Le risque d’avalanche est l’un des
risques majeurs dans la vie économique et sociale de nos massifs
montagneux.
Pendant
des siècles les montagnards l’ont subi, puis, au fil du temps
et des drames, ils ont en acquis une connaissance empirique nécessaire
à
des déplacements plus sûrs, ce n’est que vers les années 1960 /70
que les déclenchements préventifs ont réellement commencés avec
l’exploitation plus intensives des domaines skiables.
La sécurité est un préalable incontournable
à l’ouverture de routes, de pistes alpines ou nordiques et des
remontées mécaniques.
Voilà pourquoi le P.I.D.A. est un document qui doit faire
l’objet d’une grande attention lors de sa conception, mais aussi
d’une réactualisation permanente prenant en compte les changements
de personnel, les évolutions technologiques,les nouveaux équipements
et l’apprentissage permanent du site, sachant que la connaissance
de la neige et des avalanches n’est jamais acquise définitivement.
Le
pida : son responsable.
Depuis la loi de décentralisation
de 1981 le P.I.D.A.
est établit sous la seule autorité du Maire dans le cadre de son
pouvoir de Police et fait l’objet d’un Arrêté Municipal.
La commission
municipale de sécurité est naturellement fondée à donner son avis
sur ce plan.
Il s’agit à la fois d’un document administratif municipal,
mais aussi et avant tout d’un Plan Opérationnel que l’organisme
chargé de la sécurité est tenu d’appliquer.
Un même P.I.D.A. peut s’appliquer sur le territoire de plusieurs
Communes.
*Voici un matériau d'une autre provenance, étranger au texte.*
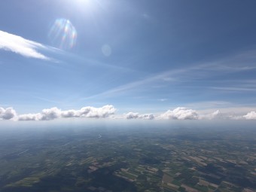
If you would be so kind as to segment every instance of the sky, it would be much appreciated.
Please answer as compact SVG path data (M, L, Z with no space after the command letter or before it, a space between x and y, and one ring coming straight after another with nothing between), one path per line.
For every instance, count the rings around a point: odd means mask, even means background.
M1 1L0 120L256 119L255 7Z

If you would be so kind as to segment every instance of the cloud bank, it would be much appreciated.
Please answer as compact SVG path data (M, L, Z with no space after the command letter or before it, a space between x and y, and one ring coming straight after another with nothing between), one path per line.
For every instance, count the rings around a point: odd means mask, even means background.
M27 40L20 36L0 31L0 49L11 51L26 57L50 59L38 52L38 49L46 48L44 45Z
M185 108L176 108L173 111L168 110L166 112L160 114L158 119L169 119L169 120L197 120L199 114L192 109Z
M113 105L105 105L102 108L84 107L80 110L62 111L57 108L44 109L41 113L25 114L17 117L18 120L49 120L56 118L69 117L94 117L105 118L114 114L116 109Z
M233 113L222 113L217 110L212 113L200 114L193 109L178 107L160 114L129 112L123 115L115 114L117 109L111 105L101 108L91 106L81 109L62 111L58 108L45 108L40 113L17 114L13 108L0 107L0 120L50 120L57 118L107 118L113 119L141 119L141 120L256 120L256 112L251 111L245 115Z
M154 116L153 114L139 114L139 113L129 112L126 114L124 116L126 119L145 119L145 120L154 119Z
M247 114L242 116L247 120L256 120L256 112L255 111L251 111L248 113Z
M1 120L10 120L16 117L16 111L12 108L7 108L5 109L3 108L0 108Z

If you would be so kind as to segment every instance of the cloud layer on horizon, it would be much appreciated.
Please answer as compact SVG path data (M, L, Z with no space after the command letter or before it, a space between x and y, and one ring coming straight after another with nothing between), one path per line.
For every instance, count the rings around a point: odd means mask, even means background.
M17 114L13 108L0 108L0 120L50 120L57 118L87 117L114 119L141 119L141 120L256 120L256 112L251 111L245 115L236 115L231 113L222 113L217 110L212 113L200 114L193 109L178 107L173 110L160 114L142 114L129 112L123 115L115 114L117 109L111 105L101 108L91 106L81 109L62 111L56 107L43 109L40 113Z
M114 114L116 108L113 105L105 105L102 108L84 107L80 110L62 111L57 108L44 109L41 113L25 114L17 116L18 120L49 120L56 118L69 117L94 117L105 118Z
M256 112L255 111L251 111L248 113L247 114L242 116L247 120L256 120Z
M50 59L48 57L37 50L45 48L46 47L41 44L0 30L0 49L11 51L26 57L48 60Z
M154 119L154 116L153 114L139 114L139 113L129 112L126 114L124 116L126 119L144 119L144 120Z
M173 111L168 110L166 112L160 114L157 119L197 120L199 119L199 114L196 111L192 109L176 108Z

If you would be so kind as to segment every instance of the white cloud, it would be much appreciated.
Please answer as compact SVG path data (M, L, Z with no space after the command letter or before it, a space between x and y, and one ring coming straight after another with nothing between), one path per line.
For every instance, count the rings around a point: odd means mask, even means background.
M49 120L59 117L95 117L105 118L113 114L116 109L113 105L105 105L102 108L84 107L80 110L62 111L57 108L44 109L41 113L19 115L19 120Z
M0 31L0 49L11 51L26 57L49 59L38 52L37 49L46 48L44 45L11 33Z
M16 111L12 108L0 108L0 119L9 120L12 119L16 116Z
M129 112L125 114L126 119L145 119L145 120L153 120L154 116L153 114L139 114L139 113Z
M192 109L185 108L176 108L173 111L168 110L164 114L160 114L158 119L173 119L173 120L197 120L199 115L197 112Z
M248 113L247 114L242 116L247 120L256 120L256 112L255 111L251 111Z
M206 114L200 114L200 119L206 119L206 120L212 120L212 119L227 119L227 117L225 117L225 114L221 113L220 110L217 110L213 113Z

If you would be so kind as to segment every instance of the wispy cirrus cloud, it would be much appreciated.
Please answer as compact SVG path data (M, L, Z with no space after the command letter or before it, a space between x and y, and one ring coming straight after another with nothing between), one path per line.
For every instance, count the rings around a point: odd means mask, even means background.
M11 51L26 57L48 60L50 58L38 52L46 49L41 44L27 40L20 36L0 31L0 49Z
M151 90L152 87L159 86L167 87L173 84L183 88L207 88L215 92L254 92L255 86L253 82L255 79L253 77L248 76L248 79L245 80L237 78L238 75L234 78L234 75L232 75L242 74L239 77L245 77L245 73L255 71L256 66L254 64L256 59L254 56L256 50L249 50L248 53L237 53L222 59L191 63L186 68L176 68L158 74L140 77L139 79L83 98L81 100L102 96L114 96L117 94L133 93L142 88ZM226 78L227 75L230 75L228 81Z

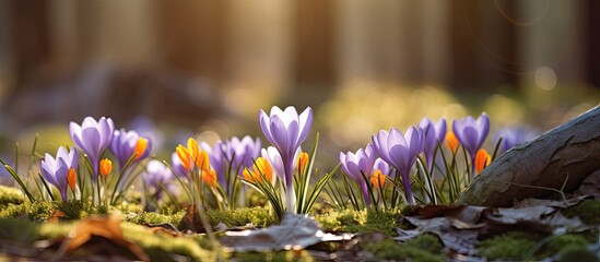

Dans ce cas chaque Maire approuve celui-ci et publie
un Arrêté.
Le P.I.D.A.
peut aussi avoir des incidences sur une autre station sur le territoire
d’une autre Commune (pistes et remontées mécaniques à fermer).
Dans ce cas le Maire de cette autre Commune doit prendre un Arrêté
en conséquence.
Cette situation
est fréquente lorsque les domaines skiables sont reliés, la concertation
indispensable peut s’exercer alors dans le cadre d’une commission
intercommunale de sécurité.
Le pida : son contenu.
Un plan d’intervention comprenant :
a) Un organigramme des personnels chargés de l’application
du P.I.D.A.
b) le descriptif
détaillé des responsabilités et des fonctions de tous les intervenants.
c) - Un inventaire
complet des points de déclenchement et des zones interdites au public,
d) – Un cahier
de consignes de sécurité à mettre en oeuvre pour le public et
les personnels,
e) – Des consignes
de tir par secteur et (ou) des types de déclenchement-
-un
document cartographique répertoriant :
a)les avalanches
b) les équipements et aménagements du site
c) le tracé
de tous les éléments opérationnels
e) le tracé des éléments relatifs à la sécurité du
public et des personnels d’intervention.
Le pida : son champ d’application.
Le
pida n’a de raison d’être uniquement
parce qu’il sécurise un espace géographique destiné à être
ouvert au public, bien déterminé et délimité dans l’espace et
dans le temps.
a)pistes de ski alpin ou de fond
b) remontées mécaniques
c) routes ou voies ferrées
d) chantier
e) événements sportifs exceptionnels
En aucun cas les espaces hors
pistes ne sont sécurisés par un pida.
Le
pida : ses différentes formes.
a)
le pida principal classique :
Il s’agit du
document principal permettant la mise en œuvre de tous les modes
de déclenchements préventifs d’avalanche.Il est établi sur
la base de moyens opérationnels « classiques » :
grenadage à main,catex,gazex et avalhex.
Il fait l’objet d’un arrêté municipal définitif
(avec mise à jour annuelle)
b) le pida avalancheur :
Il est renouvelable
chaque année du fait de la périodicité de l’autorisation donnée
au maire de fabriquer l’explosif binaire utilisé.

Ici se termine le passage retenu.